Just this week, one of my students asked me if they should write their main college essay about being a first-generation American when so many others have written about this topic already. While I always tell students to avoid the common topics, this one never gets old for me, for admissions officers, and for any American who has a heart.

The humanitarian crisis coming out of Afghanistan is a reminder of why the immigrant story is so moving. I have heard thousands of immigrant stories as a child growing up in an immigrant household and community, and being on the receiving end of hundreds of thousands of college essays. There is not one immigrant story that is the same as the next. 
One could argue that a first- or second-generation American does not have direct, personal experience being an immigrant, and thus their college essay might not be as powerful. Nonsense. All of us who have or had an immigrant parent or grandparent have been personally influenced by them. It shapes who we are. And it is our responsibility to share that story, that motivation, that tougher-than-nails exterior.
My mom was an immigrant. I know very little about her story. What I know is heart wrenching, just like the pictures coming from Afghanistan. My mom came to the U.S. as an infant after she and her family were released from a displacement camp in Germany, following the Holocaust. I know that she had nothing when she arrived here. And within a few years, she was living with her aunt and uncle in the back of a convenient store/gas station in a small farming village made up of immigrants like her.
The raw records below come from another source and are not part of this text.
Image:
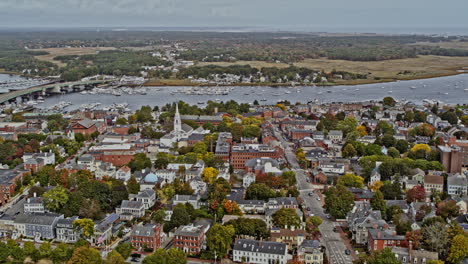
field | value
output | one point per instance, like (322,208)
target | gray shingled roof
(268,247)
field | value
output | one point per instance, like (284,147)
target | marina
(451,89)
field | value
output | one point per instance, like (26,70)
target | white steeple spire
(177,122)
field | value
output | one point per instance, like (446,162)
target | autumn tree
(133,186)
(55,198)
(351,180)
(219,239)
(448,209)
(85,225)
(339,201)
(162,256)
(312,224)
(210,174)
(416,194)
(85,255)
(458,249)
(349,151)
(286,218)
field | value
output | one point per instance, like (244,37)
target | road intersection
(335,247)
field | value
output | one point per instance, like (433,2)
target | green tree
(349,151)
(133,186)
(458,249)
(389,101)
(44,174)
(85,255)
(114,258)
(124,249)
(219,239)
(286,218)
(79,137)
(351,180)
(45,249)
(179,217)
(339,201)
(385,256)
(313,223)
(139,162)
(436,237)
(171,256)
(61,253)
(393,152)
(250,227)
(86,226)
(401,145)
(348,125)
(55,198)
(121,121)
(259,191)
(159,216)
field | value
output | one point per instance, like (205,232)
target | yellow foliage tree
(210,174)
(418,147)
(375,186)
(361,130)
(282,106)
(351,180)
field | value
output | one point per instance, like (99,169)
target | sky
(281,14)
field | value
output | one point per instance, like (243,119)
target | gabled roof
(260,246)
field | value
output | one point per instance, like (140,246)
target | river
(450,89)
(15,82)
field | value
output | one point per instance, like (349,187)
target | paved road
(334,245)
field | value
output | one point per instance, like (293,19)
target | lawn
(389,70)
(53,52)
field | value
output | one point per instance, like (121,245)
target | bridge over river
(48,89)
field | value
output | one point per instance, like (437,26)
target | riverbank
(177,82)
(450,90)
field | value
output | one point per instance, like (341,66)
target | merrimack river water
(450,89)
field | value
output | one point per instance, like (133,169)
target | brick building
(146,236)
(190,238)
(223,146)
(380,239)
(8,179)
(85,127)
(244,152)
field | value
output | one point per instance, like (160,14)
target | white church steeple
(177,122)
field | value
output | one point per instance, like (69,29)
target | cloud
(232,13)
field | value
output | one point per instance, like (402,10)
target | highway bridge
(48,89)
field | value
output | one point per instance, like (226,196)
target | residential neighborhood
(307,183)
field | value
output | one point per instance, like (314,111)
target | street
(335,247)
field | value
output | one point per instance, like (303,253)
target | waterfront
(451,89)
(16,82)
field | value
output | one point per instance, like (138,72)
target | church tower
(177,123)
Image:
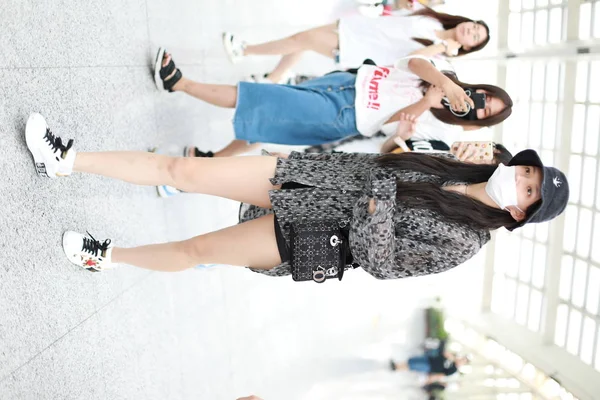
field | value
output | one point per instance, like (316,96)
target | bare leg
(285,65)
(218,95)
(244,179)
(235,148)
(323,40)
(252,244)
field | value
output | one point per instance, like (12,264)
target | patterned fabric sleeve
(339,156)
(373,235)
(448,248)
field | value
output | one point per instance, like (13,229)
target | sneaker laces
(92,245)
(56,142)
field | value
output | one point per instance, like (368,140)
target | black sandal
(161,73)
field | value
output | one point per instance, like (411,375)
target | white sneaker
(233,47)
(87,253)
(51,157)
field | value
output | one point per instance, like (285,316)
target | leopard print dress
(396,241)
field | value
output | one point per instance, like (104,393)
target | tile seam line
(98,66)
(8,375)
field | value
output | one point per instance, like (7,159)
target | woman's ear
(517,214)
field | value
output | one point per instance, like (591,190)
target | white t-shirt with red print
(383,40)
(383,91)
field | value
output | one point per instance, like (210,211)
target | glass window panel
(514,30)
(552,75)
(498,294)
(535,126)
(537,81)
(581,81)
(535,311)
(598,192)
(574,331)
(560,330)
(593,294)
(592,130)
(574,178)
(555,30)
(596,22)
(584,232)
(547,157)
(566,278)
(595,81)
(549,131)
(587,340)
(539,265)
(522,304)
(577,134)
(509,299)
(588,179)
(579,283)
(585,18)
(508,254)
(541,26)
(527,29)
(597,363)
(525,81)
(570,229)
(596,239)
(541,231)
(525,255)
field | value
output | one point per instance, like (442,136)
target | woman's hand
(434,96)
(372,206)
(452,47)
(407,124)
(457,96)
(464,152)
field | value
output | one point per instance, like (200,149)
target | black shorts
(284,251)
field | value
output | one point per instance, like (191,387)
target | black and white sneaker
(51,157)
(87,252)
(234,47)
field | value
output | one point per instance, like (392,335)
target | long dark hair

If I could go back to my senior year of high school, I would have written my college essay on my visits to the gas station as a young child when my mom's aunt and uncle were still alive, and then as a young adult when there was nothing but an abandoned street corner where my mother grew up. 
I remember the grease of the gas station. I remember how I could yell from the gas pumps to the post office/deli across the street that my cousins' grandparents managed. I remember eating wonderfully nostalgic Kosher salami sandwiches on a big kaiser roll with a glass bottle of Coca-Cola in my great-aunt and great-uncle's shop. I remember one day when my cousin made me laugh so hard the salami and soda came out of my nose. I remember how, no matter what, my mom would drop everything the moment she arrived at the gas station to pump gas the way she had always done. Sara Harberson's mother
Her hands were greasy. Sweat beating down. Her immigrant story—still taking place decades later for her. I may not have said anything to my mom in those moments, but I admired her so much. The gas station continues to keep me humble decades later, especially when my ego gets ahead of me. 
While my life hasn't had the grease that my mom's had, it's been passed down with pride. That grease has given me a lot of traction to push through boundaries, stereotypes, and more doubters than I can count. The gas station no longer remains, but the grease is still with me in the best possible way.
For all the high school seniors still struggling with an essay topic, don't overlook the most important story of your life. If you are an immigrant, a first- or second-generation American, or someone with roots that are far from perfect, share it with pride. Even if you haven't given that part of your story its moment just yet, there is no better time than now.